Dampak Positif bagi Industri
Dengan tambahan enam bulan, perusahaan asuransi dapat:
- Menyempurnakan integrasi data antara sistem underwriting dan akuntansi.
- Melakukan audit internal lebih mendalam untuk memastikan kepatuhan.
- Memberikan pelatihan intensif kepada tim keuangan dan aktuaria.

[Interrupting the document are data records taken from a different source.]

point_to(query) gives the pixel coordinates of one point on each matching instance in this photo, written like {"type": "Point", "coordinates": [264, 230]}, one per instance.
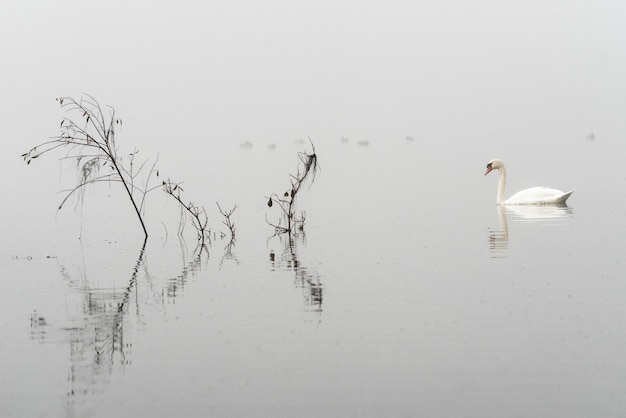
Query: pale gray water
{"type": "Point", "coordinates": [411, 293]}
{"type": "Point", "coordinates": [406, 299]}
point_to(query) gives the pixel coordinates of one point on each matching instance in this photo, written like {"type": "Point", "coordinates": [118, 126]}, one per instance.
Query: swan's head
{"type": "Point", "coordinates": [494, 164]}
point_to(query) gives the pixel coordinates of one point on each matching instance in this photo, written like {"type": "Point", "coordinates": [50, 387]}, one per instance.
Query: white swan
{"type": "Point", "coordinates": [532, 196]}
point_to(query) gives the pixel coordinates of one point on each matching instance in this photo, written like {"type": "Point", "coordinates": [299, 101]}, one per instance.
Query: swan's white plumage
{"type": "Point", "coordinates": [532, 196]}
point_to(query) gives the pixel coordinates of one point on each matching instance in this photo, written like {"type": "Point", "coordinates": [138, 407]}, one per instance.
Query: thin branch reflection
{"type": "Point", "coordinates": [306, 278]}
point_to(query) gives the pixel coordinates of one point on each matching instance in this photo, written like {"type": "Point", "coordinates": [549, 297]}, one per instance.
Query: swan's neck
{"type": "Point", "coordinates": [501, 185]}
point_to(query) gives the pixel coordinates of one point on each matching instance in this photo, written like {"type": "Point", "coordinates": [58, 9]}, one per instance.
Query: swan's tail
{"type": "Point", "coordinates": [563, 198]}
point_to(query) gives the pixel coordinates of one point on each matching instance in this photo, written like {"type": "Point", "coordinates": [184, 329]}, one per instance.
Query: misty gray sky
{"type": "Point", "coordinates": [189, 73]}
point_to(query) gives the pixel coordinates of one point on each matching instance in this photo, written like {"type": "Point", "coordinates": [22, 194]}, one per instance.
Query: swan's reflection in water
{"type": "Point", "coordinates": [544, 214]}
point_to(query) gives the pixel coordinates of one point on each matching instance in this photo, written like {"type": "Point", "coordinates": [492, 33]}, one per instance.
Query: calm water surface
{"type": "Point", "coordinates": [411, 294]}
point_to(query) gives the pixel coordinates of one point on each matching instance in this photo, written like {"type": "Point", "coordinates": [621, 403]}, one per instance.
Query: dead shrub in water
{"type": "Point", "coordinates": [307, 170]}
{"type": "Point", "coordinates": [88, 137]}
{"type": "Point", "coordinates": [89, 140]}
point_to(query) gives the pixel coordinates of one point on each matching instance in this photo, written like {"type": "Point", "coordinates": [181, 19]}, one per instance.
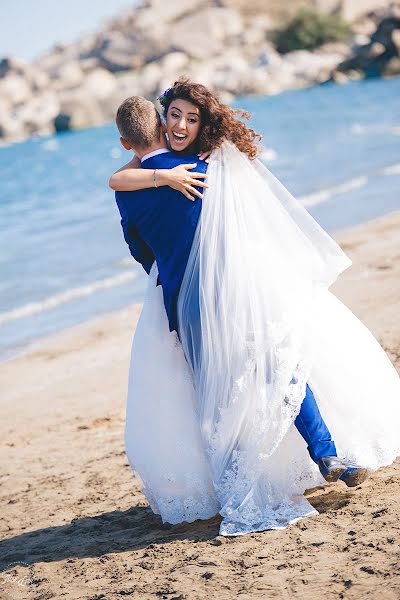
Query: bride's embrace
{"type": "Point", "coordinates": [250, 381]}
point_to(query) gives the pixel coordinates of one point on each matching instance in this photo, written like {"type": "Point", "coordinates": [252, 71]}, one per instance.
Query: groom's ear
{"type": "Point", "coordinates": [125, 144]}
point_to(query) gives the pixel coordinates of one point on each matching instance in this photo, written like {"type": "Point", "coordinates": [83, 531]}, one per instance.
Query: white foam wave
{"type": "Point", "coordinates": [361, 129]}
{"type": "Point", "coordinates": [34, 308]}
{"type": "Point", "coordinates": [328, 193]}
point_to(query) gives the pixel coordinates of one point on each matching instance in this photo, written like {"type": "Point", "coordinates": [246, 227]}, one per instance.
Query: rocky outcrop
{"type": "Point", "coordinates": [380, 55]}
{"type": "Point", "coordinates": [221, 43]}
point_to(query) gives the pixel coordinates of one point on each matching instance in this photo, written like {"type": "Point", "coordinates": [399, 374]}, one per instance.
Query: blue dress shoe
{"type": "Point", "coordinates": [333, 468]}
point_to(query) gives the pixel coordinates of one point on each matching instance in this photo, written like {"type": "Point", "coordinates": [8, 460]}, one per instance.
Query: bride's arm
{"type": "Point", "coordinates": [131, 177]}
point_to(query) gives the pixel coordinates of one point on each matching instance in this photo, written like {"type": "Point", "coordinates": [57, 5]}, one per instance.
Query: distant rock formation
{"type": "Point", "coordinates": [225, 44]}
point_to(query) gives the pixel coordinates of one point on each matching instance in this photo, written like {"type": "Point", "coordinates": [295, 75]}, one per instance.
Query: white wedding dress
{"type": "Point", "coordinates": [218, 436]}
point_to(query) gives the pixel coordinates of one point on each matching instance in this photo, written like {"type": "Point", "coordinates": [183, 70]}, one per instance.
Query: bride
{"type": "Point", "coordinates": [266, 355]}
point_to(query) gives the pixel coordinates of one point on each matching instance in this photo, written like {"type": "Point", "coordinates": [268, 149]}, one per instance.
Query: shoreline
{"type": "Point", "coordinates": [76, 524]}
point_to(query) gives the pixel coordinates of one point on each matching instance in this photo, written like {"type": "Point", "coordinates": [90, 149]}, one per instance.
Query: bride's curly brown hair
{"type": "Point", "coordinates": [218, 121]}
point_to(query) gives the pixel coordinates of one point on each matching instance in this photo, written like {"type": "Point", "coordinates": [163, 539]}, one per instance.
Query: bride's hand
{"type": "Point", "coordinates": [181, 178]}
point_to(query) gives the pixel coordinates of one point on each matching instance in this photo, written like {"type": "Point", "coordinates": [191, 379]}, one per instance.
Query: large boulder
{"type": "Point", "coordinates": [38, 114]}
{"type": "Point", "coordinates": [78, 109]}
{"type": "Point", "coordinates": [68, 75]}
{"type": "Point", "coordinates": [373, 58]}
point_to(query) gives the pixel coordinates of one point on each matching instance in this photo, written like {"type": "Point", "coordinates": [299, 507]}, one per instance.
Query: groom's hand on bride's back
{"type": "Point", "coordinates": [183, 179]}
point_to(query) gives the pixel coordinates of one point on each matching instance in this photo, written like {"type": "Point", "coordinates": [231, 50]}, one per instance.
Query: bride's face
{"type": "Point", "coordinates": [183, 124]}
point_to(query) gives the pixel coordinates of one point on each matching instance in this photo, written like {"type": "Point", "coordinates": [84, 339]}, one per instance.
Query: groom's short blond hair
{"type": "Point", "coordinates": [139, 122]}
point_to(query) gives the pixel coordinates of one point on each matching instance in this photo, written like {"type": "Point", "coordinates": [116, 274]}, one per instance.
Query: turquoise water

Risiko yang Masih Perlu Diwaspadai
Meski ada kelonggaran waktu, perusahaan tetap harus mengantisipasi beberapa tantangan, antara lain:
| Isu | Potensi Dampak |
|---|---|
| Keterlambatan migrasi data | Penurunan kualitas laporan keuangan |
| Kekurangan tenaga ahli | Kesulitan dalam interpretasi standar |
| Biaya implementasi tinggi | Tekanan pada profitabilitas |
Secara keseluruhan, perpanjangan batas waktu PSAK 117 memberikan angin segar bagi industri asuransi Indonesia. Langkah ini memungkinkan pelaku pasar untuk menyiapkan fondasi akuntansi yang lebih kuat, sekaligus menjaga kepercayaan pemegang polis dan investor.